The white paper, “A Pay-for-Value, Data-Driven Approach for the Coverage of Innovative Genetic Tests,” co-authored by Richard Ding, CEO bioTheranostics, Inc., Dr. Paul Billings, CMO Life Technologies Inc., and XIFIN CEO Lâle White, VP of Commercialization Strategies Rina Wolf, and Director of Business Development David Lorber, PhD, explores how changing from the current highly regulated and over-taxed fee-for-service model to a market-driven, risk-sharing, pay-for-value model involving payors, providers, physicians and patients, will reduce overall costs, decrease time to market, increase quality of care and improve the ROI for investing in and developing innovative diagnostics.

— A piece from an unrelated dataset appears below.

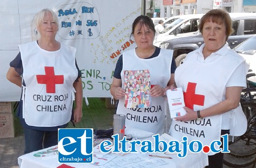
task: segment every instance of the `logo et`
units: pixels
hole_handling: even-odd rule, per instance
[[[59,163],[93,163],[93,130],[61,128],[58,130]]]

Co-author Ding stated, “The explosion of genetic testing is completely transforming how many life-threatening health conditions are being treated today, dramatically increasing longevity and quality of life for many patients. It is imperative that the cost and value of these tests be factored into payor reimbursement to encourage appropriate use of diagnostics and to support the growth of personalized medicine.”
The proposed value-based model outlined in the white paper advances a coverage determination process that encourages innovation in the agile molecular diagnostics environment. The technology-enabled coverage determination process presents a unique opportunity for a self-regulating system that inherently optimizes patient outcomes, payor cost containment and developer recovery on investment.
Diagnostics influence an estimated 80% of medical decisions, so although they represent a tiny fraction of total healthcare spend, they have the greatest potential to reign in burgeoning healthcare costs ($2.9 trillion and growing) through the increasing use of molecular diagnostic tests that support precision medicine. Changes in reimbursement and coverage are urgently needed to meet the growing demand for both optimized healthcare outcomes and the alignment of incentives for all parties in the U.S. healthcare system.
“Today’s antiquated regulatory and coverage protocols are inadequate for the rapid pace required as molecular diagnostics evolve,” stated co-author White. “More importantly, the current regulatory system must recognize the economic value of these tests in order to support the rapid development and deployment of potentially life-saving diagnostics.”
Genetic tests are evolving so rapidly that they face the very real possibility of obsolescence before receiving coverage determinations under the current assessment guidelines. For investors, this means that in many cases the risk-adjusted ROI for molecular diagnostics may approach zero, a situation that is likely to have a chilling effect on funding for personalized medicine as well as patient outcomes.